Não espero mais que o "sistema pense", "que o mercado fique feliz", que coisa que seja. Penso, muito, que a personificação desses modelos para justificar acontecimentos que, dentro do que citei, são negativos, seja uma possivel construção de um "outro", esse "outro externo", que me permite ser indiferente pela transferência do "mal" a uma "esfera de responsabilidade", a qual não o individuo sente capaz de modificar.
Somado a isso e por outro lado, temos um discurso que assume para si uma culpa pesada, pelo menos aqui da classe média, que é de onde escrevo: uma culpa por ter, uma culpa de impotencia, mas acima de tudo, e muito perigosamente, uma culpa-vitima - que novamente, me desobriga do agir, do fazer, incute uma perspectiva pessimista sobre as coisas. Acredito que essa perspectiva não se restrinja a classe média, mas que seja mais um discurso que permeia a cultura "ocidental" (?) em si. E certamente não há ninguem que "viva" nisso, mas esse discurso, certamente, influencia a muitos e compõe muitas formas de se pensar o mundo.

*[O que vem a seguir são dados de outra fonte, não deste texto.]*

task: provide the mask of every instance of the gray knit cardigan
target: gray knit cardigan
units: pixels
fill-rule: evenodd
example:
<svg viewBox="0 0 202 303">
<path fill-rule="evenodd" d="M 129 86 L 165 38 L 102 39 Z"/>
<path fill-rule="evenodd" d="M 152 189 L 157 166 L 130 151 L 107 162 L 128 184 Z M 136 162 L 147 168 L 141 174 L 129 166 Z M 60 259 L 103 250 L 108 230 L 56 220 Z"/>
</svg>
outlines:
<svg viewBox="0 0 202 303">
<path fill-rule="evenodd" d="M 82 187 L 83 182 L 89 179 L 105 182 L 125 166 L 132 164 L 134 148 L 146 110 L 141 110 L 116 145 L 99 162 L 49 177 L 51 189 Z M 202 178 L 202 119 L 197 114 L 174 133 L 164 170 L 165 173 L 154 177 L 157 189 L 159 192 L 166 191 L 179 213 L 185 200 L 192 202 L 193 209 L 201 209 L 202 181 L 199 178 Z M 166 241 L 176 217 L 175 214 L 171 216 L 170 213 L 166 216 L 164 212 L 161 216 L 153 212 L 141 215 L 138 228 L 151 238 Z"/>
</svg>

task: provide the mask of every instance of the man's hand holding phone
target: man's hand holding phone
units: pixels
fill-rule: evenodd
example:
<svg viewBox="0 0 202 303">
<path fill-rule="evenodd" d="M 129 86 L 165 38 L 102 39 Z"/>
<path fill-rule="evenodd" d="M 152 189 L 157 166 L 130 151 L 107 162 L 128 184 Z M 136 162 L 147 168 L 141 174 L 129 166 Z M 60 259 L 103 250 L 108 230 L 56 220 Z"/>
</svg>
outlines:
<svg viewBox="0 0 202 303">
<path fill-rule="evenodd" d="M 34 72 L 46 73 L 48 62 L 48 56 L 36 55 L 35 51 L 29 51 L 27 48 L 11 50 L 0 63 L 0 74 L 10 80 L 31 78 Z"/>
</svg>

Penso que a construção de um poder "macro", um poder (intencionamenete) fora do alcance das nossas dimensões, um poder "dos poderosos", é , acima de tudo falseadora de uma outra natureza do poder, e ao mesmo tempo justificadora de uma estrutura de poder: Ela falseia, e falseando justifica, porque o poder se legitima sobre a crença e sobre a obediência das pessoas ao poder, a forma como este organiza as pessoas e a sociedade, bem como suas relações, tanto entre individuos, como de produção - mas para que haja poder é preciso que as pessoas tangidas por ele acreditem nele - e acreditando atuem dentro de sua lógica.
É de sua natureza que necessite "fazer sentido para alguem", para que exista de maneira funcional em uma relação, espaço ou sociedade.
Porém nossas vidas são marcadas por poderes que se formam como reais, grandes, e nos jogam em uma malha de relações marcada pela presença do poder. O que penso é que os poderes "grandes", não passam de uma expressão dos poderes nos micros nessa malha de relações, estabeleceidos dentro do tempo, marcados pelas especificidades culturais e de formação de onde ocorreram e ocorrem, até mesmo sua forma de concebe-lo e pensa-lo.
Penso, portanto, que as relações ocorrem no "micro", só que este micro dialoga, dialoga não só com outros micros, mas os micros que já existiram, essa teia de relações e as formas como o poder se organiza por ela são construidas ao longo do tempo e "transportadas" pela cultura.
Assim é possivel a impressão de um poder massisso, grande, e sua auto-justificação constante, necessidade para sua existência e sua temporalidade que, sim , pode ultrapassar a vida de várias gerações lhe conferem certo aspecto de distancia e intangibilidade para a dimensão da vida humana.
Mas a manutenção de qualquer poder depende profundamente de uma postura de continuidade do poder, pelas gerações seguintes, por quem o reproduz, responsáveis por continua-lo, propaga-lo como discurso e prática em suas vidas, e que nelas o modificarão, podendo ou não alterar as bases de suas concepções, assim ele se transforma e se modifica, se estabelece em outros campos e outras relações, deixa de existir noutras, cada poder dentro das especificidades históricas e culturais em que é ou foi concebido.
Acho necessário pensar sobre os poderes que interferem sobre nossas vidas. Sobre a perspectiva de que para muda-los, precisamos em nossas atitudes não reproduzi-los, romper, e criar outra forma de concebe-los. Mas acima reinventar como construimos assim, nossas relações e nossas perspectivas sobre o mundo e as coisas.